Ed Yardeni, as I explained in Part 1 and Part II of this series, has a pretty optimistic view of the current decade. He calls it the “Roaring 2020s” and I’m inclined to agree with him.
Of the five key pillars that support Yardeni’s bullish outlook, one that some investors might struggle to believe focuses on the Federal Reserve’s interest rate policy.
Here’s the gist: Yardeni argues that if the last rate hiking cycle didn’t push the economy into a recession, that’s a really good sign. And the possibility of more rate cuts in the future? Well, that just throws more fuel on the fire.
This may sound simplistic at first, but if someone had told you prior to the last rate-hiking cycle that rates would rise from effectively 0% to 5%, you would have virtually guaranteed that a recession would result.
The fact that it didn’t strikes me as validation that we’re in the midst of another technological productivity boom that will only be easy to see in retrospect, as described in more detail in my first two essays in this series.

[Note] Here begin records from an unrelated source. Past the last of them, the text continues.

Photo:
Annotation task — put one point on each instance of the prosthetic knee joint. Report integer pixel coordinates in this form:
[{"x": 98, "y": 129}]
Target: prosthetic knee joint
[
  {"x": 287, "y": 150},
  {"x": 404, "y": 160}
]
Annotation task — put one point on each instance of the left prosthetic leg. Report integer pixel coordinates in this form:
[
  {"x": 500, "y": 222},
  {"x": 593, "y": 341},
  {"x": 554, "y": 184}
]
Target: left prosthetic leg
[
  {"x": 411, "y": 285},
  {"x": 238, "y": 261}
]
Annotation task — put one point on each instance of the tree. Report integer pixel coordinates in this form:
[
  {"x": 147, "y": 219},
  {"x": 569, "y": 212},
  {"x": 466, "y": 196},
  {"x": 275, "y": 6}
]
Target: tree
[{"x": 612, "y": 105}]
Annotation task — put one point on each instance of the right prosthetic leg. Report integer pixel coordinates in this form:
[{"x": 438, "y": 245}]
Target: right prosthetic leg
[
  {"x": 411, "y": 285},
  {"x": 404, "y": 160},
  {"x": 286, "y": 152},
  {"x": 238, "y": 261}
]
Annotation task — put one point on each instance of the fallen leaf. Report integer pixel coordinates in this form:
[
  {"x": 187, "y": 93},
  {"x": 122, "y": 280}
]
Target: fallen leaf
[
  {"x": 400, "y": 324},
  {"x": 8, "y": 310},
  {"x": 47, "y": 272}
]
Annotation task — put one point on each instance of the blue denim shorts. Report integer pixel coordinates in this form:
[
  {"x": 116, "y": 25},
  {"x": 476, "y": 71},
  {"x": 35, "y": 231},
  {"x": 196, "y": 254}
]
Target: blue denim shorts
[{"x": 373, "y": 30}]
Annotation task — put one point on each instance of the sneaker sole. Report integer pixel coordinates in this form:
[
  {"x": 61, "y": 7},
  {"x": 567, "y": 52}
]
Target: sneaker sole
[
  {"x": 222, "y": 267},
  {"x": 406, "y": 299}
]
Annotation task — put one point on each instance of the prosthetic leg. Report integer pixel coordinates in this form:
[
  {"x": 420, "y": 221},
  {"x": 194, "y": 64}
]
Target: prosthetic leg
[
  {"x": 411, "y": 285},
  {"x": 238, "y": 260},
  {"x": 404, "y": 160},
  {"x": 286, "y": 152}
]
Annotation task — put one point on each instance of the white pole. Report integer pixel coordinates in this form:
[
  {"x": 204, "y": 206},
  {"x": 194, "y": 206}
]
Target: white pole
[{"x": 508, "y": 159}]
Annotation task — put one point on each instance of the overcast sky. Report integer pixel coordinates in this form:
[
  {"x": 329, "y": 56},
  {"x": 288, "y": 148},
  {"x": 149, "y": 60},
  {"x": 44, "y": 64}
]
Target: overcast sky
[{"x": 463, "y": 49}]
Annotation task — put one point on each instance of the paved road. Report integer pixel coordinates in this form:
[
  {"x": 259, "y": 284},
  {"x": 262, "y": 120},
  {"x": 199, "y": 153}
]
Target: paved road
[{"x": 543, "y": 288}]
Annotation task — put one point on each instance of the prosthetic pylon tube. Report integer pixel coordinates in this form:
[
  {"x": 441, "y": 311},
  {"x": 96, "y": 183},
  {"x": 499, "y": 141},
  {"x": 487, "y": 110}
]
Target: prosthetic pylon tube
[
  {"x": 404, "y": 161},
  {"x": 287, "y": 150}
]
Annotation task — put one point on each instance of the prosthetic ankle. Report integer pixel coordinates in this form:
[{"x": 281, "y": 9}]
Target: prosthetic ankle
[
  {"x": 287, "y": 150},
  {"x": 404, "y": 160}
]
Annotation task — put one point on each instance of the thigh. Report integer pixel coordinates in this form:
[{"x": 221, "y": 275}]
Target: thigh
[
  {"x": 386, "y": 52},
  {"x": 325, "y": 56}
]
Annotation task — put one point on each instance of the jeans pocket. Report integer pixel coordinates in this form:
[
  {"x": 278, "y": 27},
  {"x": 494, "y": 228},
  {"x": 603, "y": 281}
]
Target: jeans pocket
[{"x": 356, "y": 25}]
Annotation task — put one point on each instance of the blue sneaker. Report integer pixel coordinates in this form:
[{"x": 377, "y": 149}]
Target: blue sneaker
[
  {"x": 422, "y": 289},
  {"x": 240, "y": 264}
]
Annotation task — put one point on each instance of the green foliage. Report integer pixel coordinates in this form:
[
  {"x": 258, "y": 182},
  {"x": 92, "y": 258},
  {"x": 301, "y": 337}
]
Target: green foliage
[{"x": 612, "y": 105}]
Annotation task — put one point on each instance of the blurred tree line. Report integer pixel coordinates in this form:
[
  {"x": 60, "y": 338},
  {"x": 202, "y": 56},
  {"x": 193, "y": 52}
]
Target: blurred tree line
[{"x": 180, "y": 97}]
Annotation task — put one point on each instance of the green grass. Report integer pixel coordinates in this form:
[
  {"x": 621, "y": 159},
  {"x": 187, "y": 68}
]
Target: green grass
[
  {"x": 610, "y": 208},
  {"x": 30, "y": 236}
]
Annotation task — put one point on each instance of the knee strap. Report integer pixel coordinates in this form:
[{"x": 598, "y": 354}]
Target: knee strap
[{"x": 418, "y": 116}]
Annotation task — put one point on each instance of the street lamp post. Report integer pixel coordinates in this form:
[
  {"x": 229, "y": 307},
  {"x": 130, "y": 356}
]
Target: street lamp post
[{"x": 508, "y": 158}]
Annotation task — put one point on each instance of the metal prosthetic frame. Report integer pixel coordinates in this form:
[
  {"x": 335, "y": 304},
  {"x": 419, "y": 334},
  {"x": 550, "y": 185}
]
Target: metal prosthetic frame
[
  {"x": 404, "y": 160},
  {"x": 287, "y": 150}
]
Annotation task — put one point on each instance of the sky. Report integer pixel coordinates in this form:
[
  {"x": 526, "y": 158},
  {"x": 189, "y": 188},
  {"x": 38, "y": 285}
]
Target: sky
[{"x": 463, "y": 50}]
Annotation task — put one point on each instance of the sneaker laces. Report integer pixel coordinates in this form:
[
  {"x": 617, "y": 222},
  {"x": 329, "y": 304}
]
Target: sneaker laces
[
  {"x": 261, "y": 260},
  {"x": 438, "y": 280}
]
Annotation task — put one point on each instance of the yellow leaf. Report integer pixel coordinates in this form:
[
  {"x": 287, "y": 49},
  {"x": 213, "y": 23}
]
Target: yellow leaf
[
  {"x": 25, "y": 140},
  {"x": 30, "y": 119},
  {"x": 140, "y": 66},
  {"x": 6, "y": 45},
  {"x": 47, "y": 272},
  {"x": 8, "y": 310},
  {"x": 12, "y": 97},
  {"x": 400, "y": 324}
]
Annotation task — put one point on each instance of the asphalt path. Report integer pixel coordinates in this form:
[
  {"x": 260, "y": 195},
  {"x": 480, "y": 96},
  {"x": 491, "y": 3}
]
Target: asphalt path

Further, I have a different take on inflation, one that at first glance might seem simplistic, as well.
Yes, prices have remained sticky, which has caused the Fed to slow down on promised interest rate cuts and has revived the bogeyman of entrenched inflation.
I, however, see things a little differently. Currently, key inputs like eggs, cattle, coffee, cocoa and poultry are not just at or near all-time highs, most of them have gone parabolic in their recent rises and are at levels few could have previously imagined.
Just look at these 10-year charts and note how frenzied the price increases have been over just the past year or two:
Cocoa
Cattle
Coffee
Orange Juice
Set aside whether these trajectories are likely to continue (they are not). Are their current levels even sustainable? The history of commodity prices and their violent reversions to trend suggests otherwise.
The increases in such core inputs have certainly put great pressure on consumers, particularly lower-income Americans, but no one can look at these trends and think their trajectories are likely to continue.
As a chart-watcher, in fact, I see them as stretched in such a way that makes them all susceptible to dramatic mean reversions to the downside. Should that occur, the economy will breathe a huge sigh of relief and Federal Reserve interest rate policy can remain the bullish pillar Yardeni and I expect it to be.
Of course, there are always risks and uncertainties in the market, but I believe that Yardeni’s focus on the Fed’s interest rate policy is an important one. If commodities prices finally break and the Fed is able to support the economy with accommodative policies, it could very well pave the way for a continuation of this roaring bull market in the years to come.